[page 1]
ABOUT THE SEDER
From the Passover Liturgy
This and such did YOU allow me to see.
My ear heard, You let me understand.
I did not know what happened to my soul, Because YOU came and turned my fear into happiness.
Because YOU spoke a word in YOUR goodness:
Come back, return!
[key to the illustrations]
Left and right "Reading from the Haggadah"1 and "Baking the Matzo" from the Haggadah Amsterdam 1695 • Lower Left: In a modern Matzo factory • Right: Painting by Oppenheim • Below, and the Figures in the Title: Israelites in Egypt, according to Egyptian depiction • Middle: Star of David to store Matzo in the synagogue, 1770.
[page 2]
Passover is a unique festival and the Seder evenings, especially, make the strongest impression on all Jewish children. Something radiant and extraordinary remains in the memory, and then once again we must wait the whole year for the renewal of this illuminating impression. But what a feeling such an evening offers with the bright pictures, the great thoughts, exceptional tastes, from words and melodies, from instructions, considerations, and the great historical context! The room is lit as brightly as possible and the lights shine everywhere. The table is set festively, and under the silk embroidered cloth the Seder plate waits like a thrilling mystery. The father puts on a white robe that has the air of the last garment of all Jews, of the dress of the past and of the great Yom Kippur judgment, he puts the white silk cap on and ties the narrow white linen belt, because bound and prepared for the journey our ancestors in Egypt ate the Passover meal before they went out into the desert and into freedom. Awed and amazed, the children peer at the table.
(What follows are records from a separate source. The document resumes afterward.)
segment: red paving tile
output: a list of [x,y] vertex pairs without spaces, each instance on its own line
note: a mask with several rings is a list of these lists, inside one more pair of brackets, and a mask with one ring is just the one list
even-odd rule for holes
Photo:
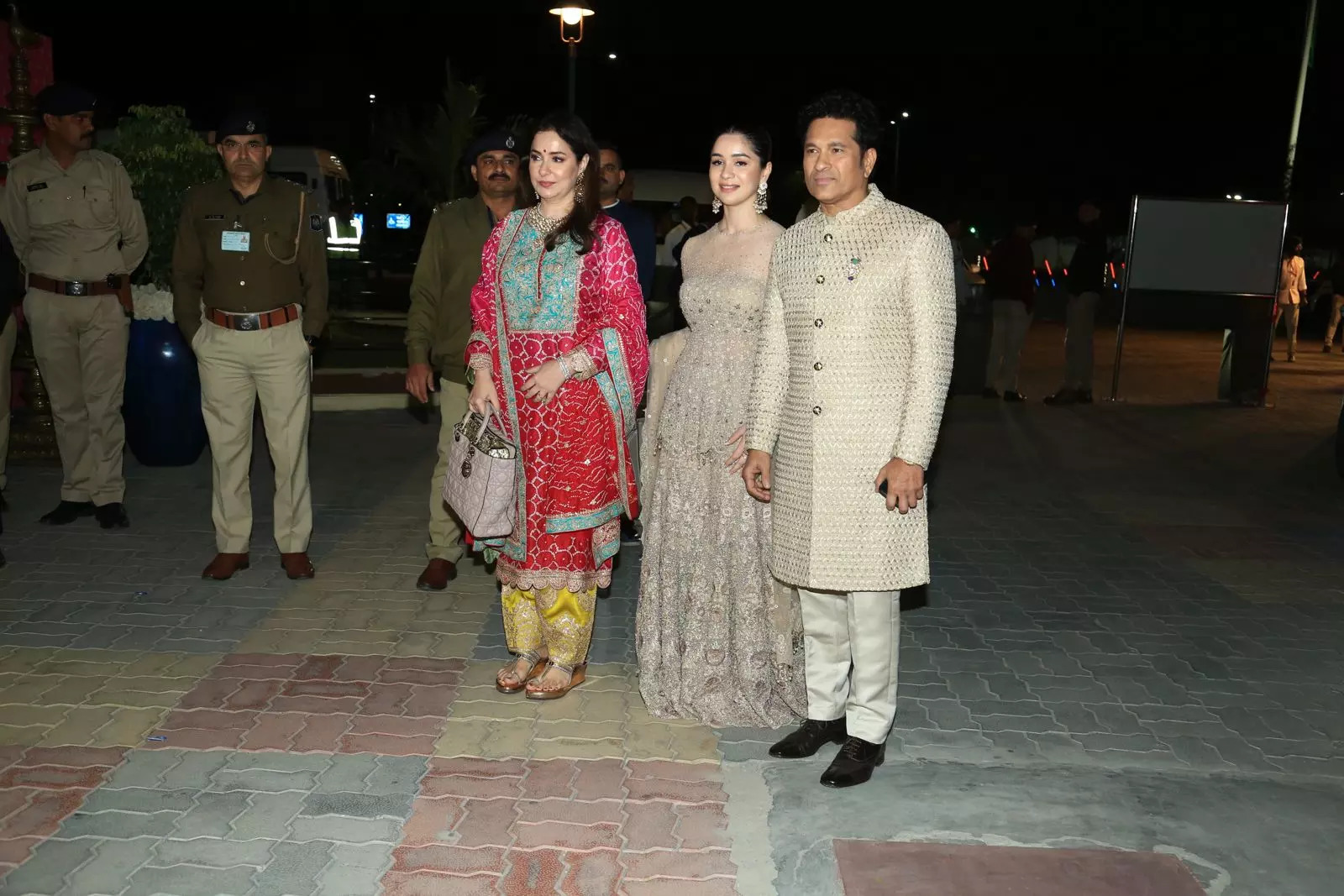
[[497,896],[497,875],[387,875],[383,877],[383,896]]
[[454,829],[460,846],[508,846],[517,810],[512,799],[466,799]]
[[657,778],[630,778],[625,782],[630,799],[667,799],[681,803],[727,802],[716,782],[661,780]]
[[79,809],[87,790],[20,790],[28,805],[0,822],[0,838],[39,837],[56,833],[60,822]]
[[465,799],[417,799],[411,806],[411,817],[402,827],[402,842],[409,846],[423,844],[453,842],[462,817],[466,815]]
[[671,803],[625,803],[625,848],[676,849],[677,817]]
[[398,737],[395,735],[345,735],[336,752],[376,752],[384,756],[427,756],[434,752],[437,735]]
[[[628,880],[621,887],[625,896],[737,896],[738,892],[734,883],[726,877],[698,881],[657,877],[655,880]],[[886,892],[890,895],[892,891]]]
[[20,766],[70,766],[85,768],[102,766],[112,768],[121,764],[126,755],[124,747],[30,747]]
[[230,728],[227,731],[206,731],[203,728],[173,728],[159,729],[156,736],[164,740],[151,740],[145,743],[146,750],[238,750],[242,746],[243,731]]
[[[465,664],[418,657],[224,657],[169,713],[157,747],[427,756]],[[216,732],[216,733],[211,733]]]
[[730,846],[728,817],[723,814],[722,803],[702,803],[699,806],[675,806],[680,821],[676,836],[681,849],[707,849],[710,846]]
[[560,883],[564,896],[617,896],[621,888],[621,861],[614,849],[564,853],[567,870]]
[[539,825],[547,821],[560,821],[569,825],[597,825],[601,822],[620,825],[624,821],[622,815],[621,802],[617,799],[598,802],[527,799],[517,805],[517,821],[527,825]]
[[606,825],[566,825],[547,821],[540,825],[517,825],[515,845],[520,849],[540,849],[559,846],[560,849],[620,849],[621,826]]
[[434,775],[421,783],[426,797],[464,797],[476,799],[517,799],[517,778],[474,778],[472,775]]
[[461,846],[398,846],[392,852],[394,873],[422,870],[444,875],[470,876],[478,873],[503,875],[507,869],[505,850],[500,846],[462,849]]
[[121,763],[124,750],[94,747],[0,748],[0,877],[70,817]]
[[555,887],[567,870],[558,849],[538,849],[535,852],[509,852],[512,865],[500,892],[505,896],[532,896],[534,893],[554,893]]
[[473,759],[472,756],[454,756],[445,759],[435,756],[429,760],[427,778],[439,775],[469,775],[472,778],[521,778],[527,774],[527,763],[523,759]]
[[578,774],[573,759],[547,759],[527,763],[527,778],[523,779],[523,795],[528,799],[547,797],[569,797],[570,782]]
[[684,849],[659,849],[649,853],[626,853],[624,861],[626,880],[655,877],[706,880],[735,877],[738,873],[727,849],[706,849],[698,853]]
[[46,787],[51,790],[91,790],[102,783],[108,770],[102,766],[69,768],[66,766],[11,766],[0,772],[0,789]]
[[620,759],[579,763],[578,775],[573,782],[574,798],[620,799],[625,794],[625,774]]

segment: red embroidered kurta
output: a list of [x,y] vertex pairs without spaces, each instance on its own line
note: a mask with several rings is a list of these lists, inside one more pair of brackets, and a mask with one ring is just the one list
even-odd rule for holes
[[[644,297],[621,224],[599,215],[594,231],[585,255],[563,236],[547,253],[526,212],[513,212],[485,243],[472,292],[466,357],[491,359],[523,459],[513,533],[482,543],[500,552],[496,574],[515,588],[609,584],[621,514],[638,514],[625,446],[649,368]],[[548,404],[526,398],[527,371],[560,355],[575,377]]]

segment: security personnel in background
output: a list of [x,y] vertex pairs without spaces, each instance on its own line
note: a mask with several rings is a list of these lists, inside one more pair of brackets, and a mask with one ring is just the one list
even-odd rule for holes
[[129,275],[149,250],[149,234],[126,169],[90,148],[95,102],[70,85],[38,94],[47,136],[9,163],[0,222],[27,277],[23,313],[60,450],[60,504],[42,521],[97,516],[110,529],[130,525],[121,394]]
[[457,576],[462,528],[444,502],[444,476],[453,427],[466,414],[466,341],[472,334],[472,287],[481,278],[481,250],[495,224],[517,201],[521,141],[507,130],[482,134],[466,157],[477,193],[434,210],[406,314],[406,391],[429,402],[442,373],[438,410],[438,463],[429,485],[429,564],[415,582],[421,591],[442,591]]
[[196,353],[214,462],[219,553],[202,575],[223,580],[247,568],[259,400],[280,563],[290,579],[310,579],[309,390],[312,348],[327,324],[327,222],[302,187],[266,173],[261,116],[228,116],[216,134],[224,176],[187,192],[172,257],[173,314]]

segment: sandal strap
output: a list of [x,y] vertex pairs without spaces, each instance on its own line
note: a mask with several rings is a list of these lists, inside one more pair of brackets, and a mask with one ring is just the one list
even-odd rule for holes
[[[532,666],[535,666],[540,658],[542,653],[539,650],[524,650],[523,653],[513,654],[512,662],[500,669],[495,677],[503,678],[504,676],[508,676],[511,678],[517,678],[519,681],[523,681],[527,673],[532,670]],[[527,661],[527,669],[519,672],[517,664],[521,661]]]

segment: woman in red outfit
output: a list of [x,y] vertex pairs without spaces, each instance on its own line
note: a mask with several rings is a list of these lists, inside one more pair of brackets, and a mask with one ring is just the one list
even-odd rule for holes
[[542,121],[528,160],[538,203],[496,224],[472,293],[472,410],[496,407],[521,451],[513,533],[480,543],[499,553],[516,657],[496,686],[534,700],[583,681],[621,514],[638,514],[625,445],[649,365],[644,298],[625,230],[598,208],[597,165],[578,117]]

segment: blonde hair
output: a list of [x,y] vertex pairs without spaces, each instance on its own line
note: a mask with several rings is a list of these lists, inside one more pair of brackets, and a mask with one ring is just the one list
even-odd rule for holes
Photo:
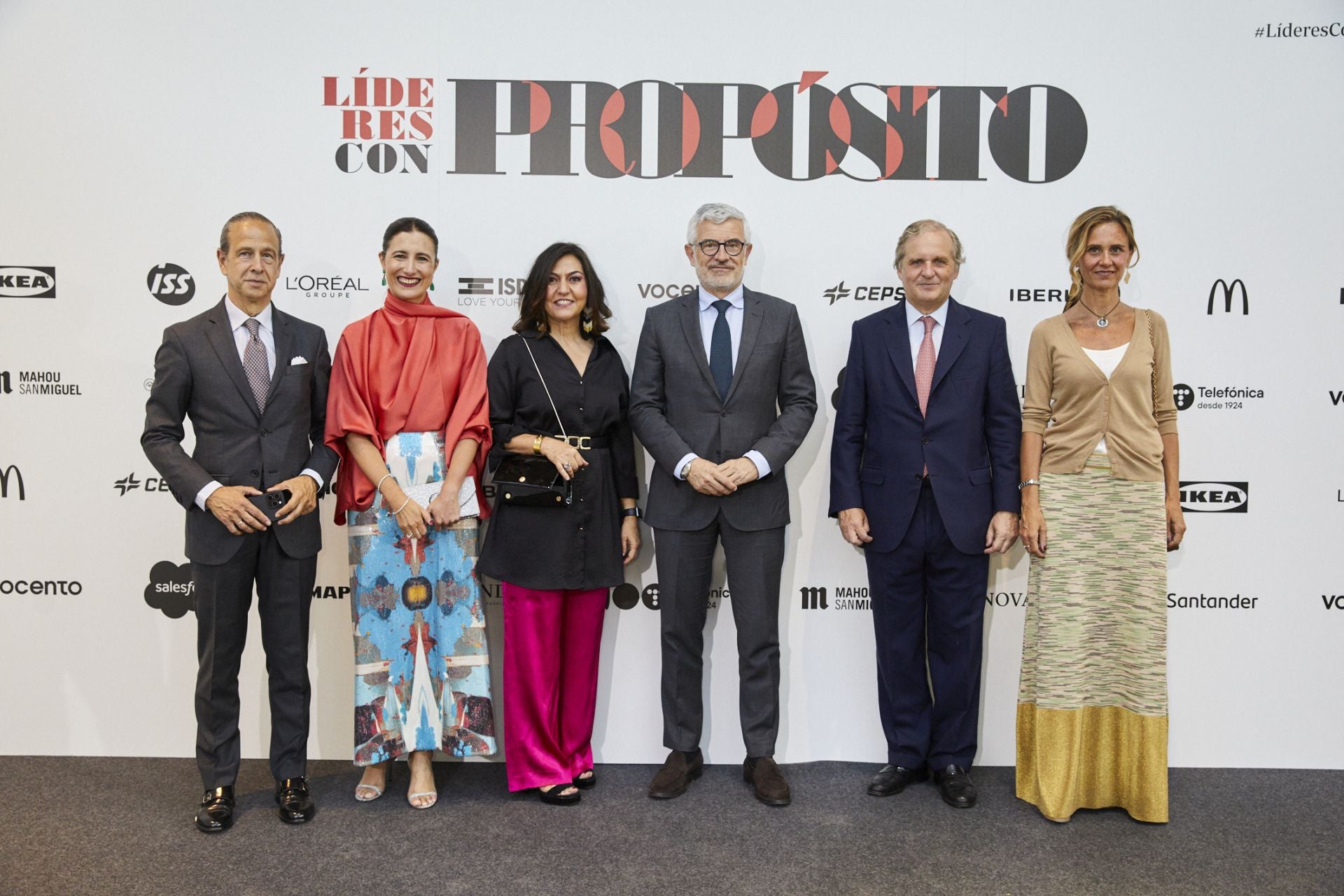
[[1064,238],[1064,254],[1068,255],[1070,281],[1068,301],[1064,302],[1066,312],[1083,294],[1083,275],[1078,269],[1082,265],[1083,253],[1087,251],[1087,235],[1098,224],[1120,224],[1125,230],[1125,239],[1129,240],[1129,249],[1134,253],[1129,259],[1129,267],[1138,263],[1138,243],[1134,242],[1134,223],[1129,220],[1129,215],[1114,206],[1097,206],[1074,218],[1074,223],[1068,226],[1068,236]]

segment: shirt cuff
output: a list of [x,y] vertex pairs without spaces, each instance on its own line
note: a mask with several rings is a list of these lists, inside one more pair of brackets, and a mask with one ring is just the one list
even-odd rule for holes
[[757,450],[751,450],[743,454],[742,457],[757,465],[758,480],[763,480],[765,477],[770,476],[770,461],[765,459],[765,454],[761,454],[761,451]]
[[684,481],[685,481],[685,477],[684,477],[684,476],[681,476],[681,470],[684,470],[684,469],[685,469],[685,465],[687,465],[687,463],[689,463],[691,461],[694,461],[694,459],[695,459],[695,457],[696,457],[696,455],[695,455],[695,451],[691,451],[691,453],[689,453],[689,454],[687,454],[687,455],[685,455],[684,458],[681,458],[680,461],[677,461],[677,462],[676,462],[676,469],[675,469],[675,470],[672,470],[672,476],[675,476],[676,478],[679,478],[679,480],[681,480],[681,481],[684,482]]
[[214,494],[215,489],[222,489],[222,488],[224,488],[224,486],[222,484],[219,484],[219,482],[215,482],[214,480],[211,480],[210,482],[206,482],[206,485],[202,486],[200,492],[196,492],[196,506],[199,506],[202,510],[204,510],[206,509],[206,498],[208,498],[211,494]]

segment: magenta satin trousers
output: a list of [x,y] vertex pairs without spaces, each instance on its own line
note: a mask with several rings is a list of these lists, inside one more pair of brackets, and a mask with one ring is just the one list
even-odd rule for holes
[[593,767],[597,662],[606,588],[504,598],[504,759],[509,790],[573,780]]

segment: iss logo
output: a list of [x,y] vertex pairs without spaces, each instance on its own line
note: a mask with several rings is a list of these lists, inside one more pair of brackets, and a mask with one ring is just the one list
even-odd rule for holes
[[1242,314],[1251,313],[1250,297],[1246,296],[1246,283],[1238,277],[1231,283],[1224,281],[1222,277],[1214,281],[1214,285],[1208,287],[1208,313],[1214,313],[1214,300],[1218,297],[1219,290],[1223,296],[1223,312],[1226,314],[1232,313],[1232,296],[1241,290],[1242,294]]
[[191,564],[160,560],[149,570],[149,584],[145,586],[145,603],[155,610],[163,610],[169,619],[180,619],[187,610],[195,610],[196,583],[191,580]]
[[55,298],[55,267],[0,265],[0,298]]
[[181,265],[164,262],[157,267],[151,267],[145,275],[145,286],[149,294],[164,305],[185,305],[196,294],[196,282]]
[[1181,482],[1180,506],[1191,513],[1246,513],[1249,482]]

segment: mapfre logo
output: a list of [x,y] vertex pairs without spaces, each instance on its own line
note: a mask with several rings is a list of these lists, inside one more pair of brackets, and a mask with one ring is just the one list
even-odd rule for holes
[[1246,513],[1249,482],[1181,482],[1180,505],[1191,513]]
[[149,570],[149,584],[145,586],[145,603],[155,610],[163,610],[169,619],[180,619],[187,610],[195,610],[196,583],[191,580],[191,564],[160,560]]
[[0,298],[55,297],[55,267],[0,266]]
[[13,484],[13,496],[20,501],[27,501],[27,493],[23,489],[23,473],[13,463],[0,470],[0,498],[9,497],[11,482]]
[[1219,277],[1214,281],[1214,285],[1208,287],[1208,313],[1214,313],[1215,300],[1222,298],[1222,310],[1227,314],[1232,313],[1232,300],[1241,293],[1242,297],[1242,314],[1251,313],[1251,300],[1246,294],[1246,283],[1238,277],[1231,283]]
[[164,305],[185,305],[196,294],[196,281],[185,267],[172,262],[151,267],[145,275],[145,286]]
[[999,171],[1043,184],[1070,175],[1087,148],[1082,106],[1051,85],[911,86],[911,74],[906,86],[829,86],[828,73],[802,71],[773,89],[650,78],[617,87],[367,73],[321,79],[321,105],[339,116],[333,161],[347,173],[732,177],[742,172],[727,163],[754,161],[793,181],[942,184]]

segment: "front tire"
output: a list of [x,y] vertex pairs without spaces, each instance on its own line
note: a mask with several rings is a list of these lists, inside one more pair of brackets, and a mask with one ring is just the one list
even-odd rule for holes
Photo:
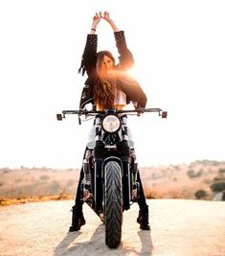
[[122,170],[116,161],[104,167],[105,244],[116,248],[121,244],[123,223]]

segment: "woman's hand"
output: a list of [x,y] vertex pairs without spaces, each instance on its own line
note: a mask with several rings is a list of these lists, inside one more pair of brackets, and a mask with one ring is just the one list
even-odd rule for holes
[[93,21],[92,21],[92,29],[97,28],[98,24],[100,23],[101,18],[101,12],[100,12],[99,13],[96,12],[95,16],[93,17]]
[[111,27],[112,27],[112,29],[113,29],[114,32],[118,32],[118,31],[119,31],[119,29],[117,28],[115,22],[114,22],[113,19],[109,16],[109,12],[103,12],[103,16],[102,16],[102,18],[103,18],[104,20],[106,20],[106,21],[111,25]]

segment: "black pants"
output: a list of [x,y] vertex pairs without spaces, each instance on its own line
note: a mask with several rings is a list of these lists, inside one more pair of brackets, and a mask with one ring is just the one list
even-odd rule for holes
[[[79,186],[77,190],[77,196],[75,199],[75,204],[77,206],[76,208],[79,210],[82,210],[82,204],[83,204],[83,201],[80,199],[80,188],[81,188],[81,182],[82,182],[83,177],[84,177],[84,174],[81,168],[80,174],[79,174]],[[139,171],[137,173],[137,182],[140,183],[140,197],[138,198],[138,204],[139,204],[140,209],[142,210],[142,209],[145,209],[145,206],[146,205],[146,200],[145,193],[143,190],[143,185],[142,185],[142,180],[140,177]]]

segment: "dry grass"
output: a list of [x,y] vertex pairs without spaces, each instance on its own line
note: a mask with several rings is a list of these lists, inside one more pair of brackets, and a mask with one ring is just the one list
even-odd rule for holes
[[[147,198],[195,198],[198,190],[205,199],[214,197],[210,186],[225,177],[225,163],[195,161],[189,165],[140,168]],[[47,168],[0,169],[0,205],[40,200],[72,199],[76,196],[79,170]]]

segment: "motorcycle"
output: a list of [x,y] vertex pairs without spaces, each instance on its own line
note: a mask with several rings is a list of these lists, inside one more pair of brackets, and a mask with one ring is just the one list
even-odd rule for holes
[[56,114],[61,121],[67,114],[94,117],[94,140],[86,147],[82,168],[81,199],[86,202],[105,224],[105,244],[118,247],[122,238],[123,212],[139,198],[137,181],[138,163],[133,141],[129,137],[127,115],[140,116],[145,112],[158,112],[161,108],[136,107],[131,110],[104,109],[63,110]]

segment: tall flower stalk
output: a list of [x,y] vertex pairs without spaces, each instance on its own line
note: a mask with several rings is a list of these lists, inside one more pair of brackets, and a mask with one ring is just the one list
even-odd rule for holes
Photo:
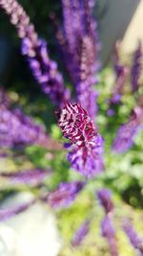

A Haggadah lies at every place setting, with a glass behind it. For four glasses of wine must be drunk on the Seder evening by everyone, man and woman, rich and poor, young and old. And we sit reclining to the left—the father, especially, carries out the Seder by sitting reclining to the left, like a free man, since that was once a marker of free men in the Near East, and on Passover, Israel would be free.
And the mysterious Seder plate: three matzos lie on top of it, special ones that are thicker than normal and each in its own case and by rank and name distinguished Cohens, priests, elders, Levis, Levites, middle-ranking men, and the ordinary, regular Israelites. And over above, on the tablecloth, there are also other natural symbols of the celebration: a vegetable, a bitter herb to show the bitterness of the Egyptian slavery; a sweet charoset, which will taste so good to the children after the festivities and which also signifies the clay that our ancestors once used to perform hard labor to build bricks, houses, and pyramids; the roasted shankbone as a symbol of the Passover lamb and the boiled egg to signify the always round, rolling changeability of human affairs, to serve as a warning against overconfidence, and to serve as a sign of Jewish fertility, and, finally, to serve as a sign of mourning for the destroyed temple in Jerusalem.
And the wine—because with the Kiddush sanctification the Seder evening begins, as only a Jewish festival does. And how truly festive we will soon feel when we all raise the Seder plate along with the father and call out together at the same time the exclamation heard all over the world: "This is the bread of affliction, which our fathers in Egypt ate!" And we then immediately offer the grandest and most heartfelt invitation: "Whoever is hungry, come and eat! Whoever is deprived, come and take part in the Passover! This year here—next year in the land of Israel!"
[page 3]
WE READ FROM THE HAGGADAH
[key to the illustrations]
Left: Title page from a Haggadah from the year 1521 • Right: illuminated panel from a Haggadah from the year 1521 and "Kiddush" from the Haggadah of Mantua (1560) • Above: Seder plate from 1776 with the inscription: "The more one tells of the exodus from Egypt, the more laudable." • Superimposed [on the seder plate]: the four typical figures from the Haggadah: "the Immature one, the Simpleton, the Wicked one and the Wise one." • Bottom center: The Wise man from Bne Berak, depiction in the Haggadah • Bottom left and right: Figures from the Haggadah from Mantua 1560.